On the other hand, China has a considerably more modest stable of FTAs with ASEAN, Singapore and New Zealand as the crown jewels. However, China is feeling increased pressure with the aggressive TPP timeline. As a result it has been promoting the Regional Comprehensive Economic Partnership (RCEP) that would include ASEAN and the six countries that have an FTA with the group– India, Japan, China, South Korea, Australia and New Zealand. If completed the RCEP would include 3 billion people, have a combined GDP of US$17 trillion, and account for almost 40 percent of global trade. By way of comparison, a TPP agreement that did not include Japan would have 650 million people, a US$20 trillion combined GDP, and more than 40 percent of global trade.
In addition to the China-Japan-S.Korea FTA and the RCEP, China has also been pursuing FTAs on a bilateral basis. Most notably, Beijing it set to begin negotiations with South Korea as a separate channel outside of the trilateral and multilateral tracks. Earlier this week China also inked its first FTA with a European country when it signed one with Iceland. Although economically negligible in itself, this could potentially lead to China signing FTAs with other European powers.

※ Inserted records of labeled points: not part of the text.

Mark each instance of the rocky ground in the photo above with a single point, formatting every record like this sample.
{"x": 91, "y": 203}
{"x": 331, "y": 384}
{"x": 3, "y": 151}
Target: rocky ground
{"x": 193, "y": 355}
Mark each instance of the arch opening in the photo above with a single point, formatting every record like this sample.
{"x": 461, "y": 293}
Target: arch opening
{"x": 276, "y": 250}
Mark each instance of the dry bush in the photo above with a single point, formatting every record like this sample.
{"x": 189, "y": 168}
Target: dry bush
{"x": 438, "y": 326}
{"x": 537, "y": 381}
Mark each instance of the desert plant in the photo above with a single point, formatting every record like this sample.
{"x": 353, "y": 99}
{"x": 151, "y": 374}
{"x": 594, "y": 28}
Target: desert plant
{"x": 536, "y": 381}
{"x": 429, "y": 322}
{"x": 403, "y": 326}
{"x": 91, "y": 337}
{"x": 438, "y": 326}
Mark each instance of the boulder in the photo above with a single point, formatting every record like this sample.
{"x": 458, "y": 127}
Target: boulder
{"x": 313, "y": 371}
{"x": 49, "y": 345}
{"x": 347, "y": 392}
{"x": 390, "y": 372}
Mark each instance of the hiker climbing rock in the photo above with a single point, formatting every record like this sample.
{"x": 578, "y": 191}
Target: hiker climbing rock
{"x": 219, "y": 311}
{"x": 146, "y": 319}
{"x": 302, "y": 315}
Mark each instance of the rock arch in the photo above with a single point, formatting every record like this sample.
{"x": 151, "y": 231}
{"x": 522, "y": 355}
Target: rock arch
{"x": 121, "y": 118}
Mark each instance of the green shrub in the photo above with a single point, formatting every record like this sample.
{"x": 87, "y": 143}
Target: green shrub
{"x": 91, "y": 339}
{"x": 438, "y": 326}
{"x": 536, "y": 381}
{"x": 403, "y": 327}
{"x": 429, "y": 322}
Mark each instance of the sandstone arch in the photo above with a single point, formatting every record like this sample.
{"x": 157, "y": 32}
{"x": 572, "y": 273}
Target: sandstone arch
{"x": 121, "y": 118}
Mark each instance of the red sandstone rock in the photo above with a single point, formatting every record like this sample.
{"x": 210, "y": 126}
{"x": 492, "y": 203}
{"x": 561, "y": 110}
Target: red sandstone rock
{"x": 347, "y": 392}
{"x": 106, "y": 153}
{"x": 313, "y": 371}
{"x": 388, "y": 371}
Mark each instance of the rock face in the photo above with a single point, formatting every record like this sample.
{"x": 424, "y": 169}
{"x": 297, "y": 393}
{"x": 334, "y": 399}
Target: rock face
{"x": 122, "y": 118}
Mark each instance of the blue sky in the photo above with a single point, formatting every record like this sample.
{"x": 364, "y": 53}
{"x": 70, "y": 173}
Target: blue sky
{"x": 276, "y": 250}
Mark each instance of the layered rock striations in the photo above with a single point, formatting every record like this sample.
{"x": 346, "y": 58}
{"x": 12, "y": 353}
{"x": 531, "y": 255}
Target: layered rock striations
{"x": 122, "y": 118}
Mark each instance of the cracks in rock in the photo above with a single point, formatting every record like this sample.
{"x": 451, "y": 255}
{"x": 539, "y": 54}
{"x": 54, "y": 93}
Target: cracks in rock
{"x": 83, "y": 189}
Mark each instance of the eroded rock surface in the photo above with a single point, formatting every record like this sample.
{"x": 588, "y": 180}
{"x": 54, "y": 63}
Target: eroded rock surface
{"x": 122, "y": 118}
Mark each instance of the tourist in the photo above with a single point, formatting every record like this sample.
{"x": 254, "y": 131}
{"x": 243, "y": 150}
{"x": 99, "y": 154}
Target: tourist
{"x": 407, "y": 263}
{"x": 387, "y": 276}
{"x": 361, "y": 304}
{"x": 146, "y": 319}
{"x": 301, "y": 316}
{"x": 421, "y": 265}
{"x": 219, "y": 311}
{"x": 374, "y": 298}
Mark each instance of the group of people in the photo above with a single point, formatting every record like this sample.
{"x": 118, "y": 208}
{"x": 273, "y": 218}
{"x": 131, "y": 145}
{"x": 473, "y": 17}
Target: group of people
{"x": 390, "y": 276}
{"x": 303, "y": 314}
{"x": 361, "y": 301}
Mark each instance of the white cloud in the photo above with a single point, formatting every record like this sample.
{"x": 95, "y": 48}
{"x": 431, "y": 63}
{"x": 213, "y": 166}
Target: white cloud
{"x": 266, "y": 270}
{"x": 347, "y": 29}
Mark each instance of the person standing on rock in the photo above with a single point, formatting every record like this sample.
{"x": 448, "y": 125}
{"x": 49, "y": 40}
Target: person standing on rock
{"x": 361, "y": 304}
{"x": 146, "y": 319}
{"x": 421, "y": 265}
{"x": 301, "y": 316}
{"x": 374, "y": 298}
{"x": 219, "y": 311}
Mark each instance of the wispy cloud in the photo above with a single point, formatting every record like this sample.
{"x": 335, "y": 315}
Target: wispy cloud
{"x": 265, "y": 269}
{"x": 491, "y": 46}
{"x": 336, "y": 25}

While economic regionalism seems to be the order of the day, it is important to remain cautious in making predictions about a trilateral FTA in Northeast Asia. Unfortunately, nationalism and politics will continue to have the potential to have a spoiler effect and drag the region’s new leaders into a prolonged diplomatic fist fight.
Indeed, on Thursday South Korean officials announced that China has asked it to postpone the annual meeting between leaders from these three countries, which was set to take place in Seoul next month. Although “domestic political schedules” was the official reason Beijing gave for requesting that the meeting be postponed, the Sino-Japanese island dispute is widely believed to be the actual motivation.
At this point, however, the second round of trilateral FTA talks are scheduled for China this summer, followed by a third round in Japan before the end of the year.